Wan-Li was busy barking orders into a
Bluetooth microphone, simultaneously manipulating the console that controlled
the compound’s automated defenses, when he felt the extrasensory tingle that
meant something had gone very wrong. He scanned the display in front of him, a
series of coded lights on the LCD screen representing attackers, defenders, and
various strategic emplacements.

The Society had spent
tens of millions of dollars constructing the facility, and even more employing
mercenaries to protect it. After the alliance had been formalized, and the
strategic value of the location was recognized in regard to the harvesting
operation, their Anathema allies had invested even more hard currency, in
addition to more esoteric and valuable resources, in order to assure security
as absolute as could be rendered. The harvest was crucial to the joined
ambitions of both the Society and the Anathema, and the Bohai Strait facility
was an important nexus for their ongoing endeavor. There were few places along
the coast of the Yellow Sea that were remote enough to provide the controlled
access that was required, and even fewer with the proximity to the major
population centers that provided raw material. Wan-Li suspected that the
Society’s uncontested control of the location had probably been one of the most
important factors that influenced the Anathema to accede in negotiations with
the Chinese branch of the Society, rather than liquidating it wholesale, as
they had done with the less valuable and accommodating European branch.

All of these factors
made this particular facility one of the better protected locations on the
planet, with a number of defenses that were exceedingly rare.

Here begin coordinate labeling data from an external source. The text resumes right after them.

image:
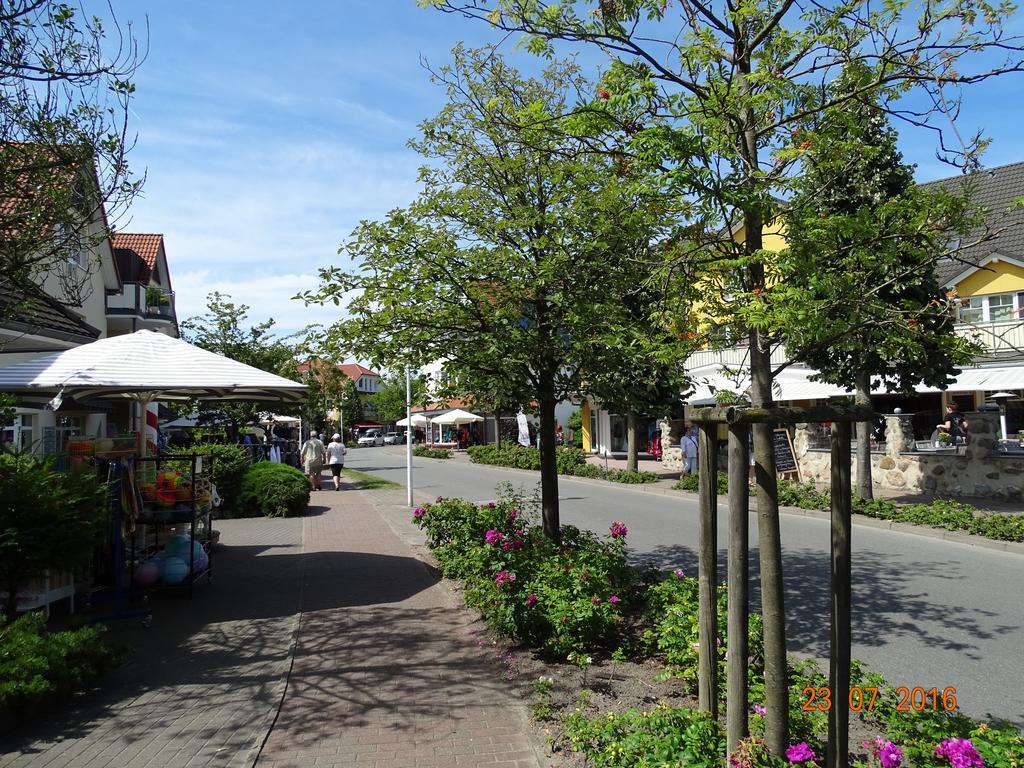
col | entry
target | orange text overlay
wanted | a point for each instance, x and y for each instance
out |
(863, 698)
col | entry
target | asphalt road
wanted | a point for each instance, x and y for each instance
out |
(927, 612)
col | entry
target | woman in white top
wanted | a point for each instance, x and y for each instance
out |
(336, 459)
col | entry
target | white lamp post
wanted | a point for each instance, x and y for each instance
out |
(409, 435)
(1000, 399)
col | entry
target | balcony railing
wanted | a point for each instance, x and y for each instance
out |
(1000, 339)
(141, 301)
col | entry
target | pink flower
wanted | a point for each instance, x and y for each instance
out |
(889, 755)
(493, 537)
(801, 753)
(960, 753)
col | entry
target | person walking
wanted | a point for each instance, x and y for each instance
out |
(311, 454)
(689, 445)
(336, 459)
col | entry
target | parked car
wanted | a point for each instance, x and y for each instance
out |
(372, 437)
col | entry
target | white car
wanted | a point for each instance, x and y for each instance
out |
(373, 437)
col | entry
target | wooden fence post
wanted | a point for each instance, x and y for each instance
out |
(736, 687)
(839, 656)
(708, 570)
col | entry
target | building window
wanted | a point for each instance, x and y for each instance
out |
(992, 308)
(1000, 306)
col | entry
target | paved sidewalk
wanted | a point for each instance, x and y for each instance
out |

Chief among them
was the Etheric interference generator, a massive piece of machinery the
occupied the entirety of the lowest level of the compound, excavated from
bedrock for the specific purpose of housing it. The command center, situated
directly above the machine on the facility’s next-lowest level, experienced a
constant, low-level vibration and hum that was so omnipresent that it became
white noise that staff only noticed at the beginning of a shift.

Or when it turned off.
Wan-Li’s ears rang with silence, while his subordinates glanced up from
consoles to exchange worried looks.

Because it
never
turned
off.

Wan-Li spun around in
his chair, the squeak of the bearings painfully audible, opening his mouth to inquire
angrily as to the problem, to direct resources to the immediate correction of
the situation. This left him face to face with a woman in black who had just
stepped out of the feeble shadow created by the fluorescent bars overhead to
survey the room with a ghastly smile.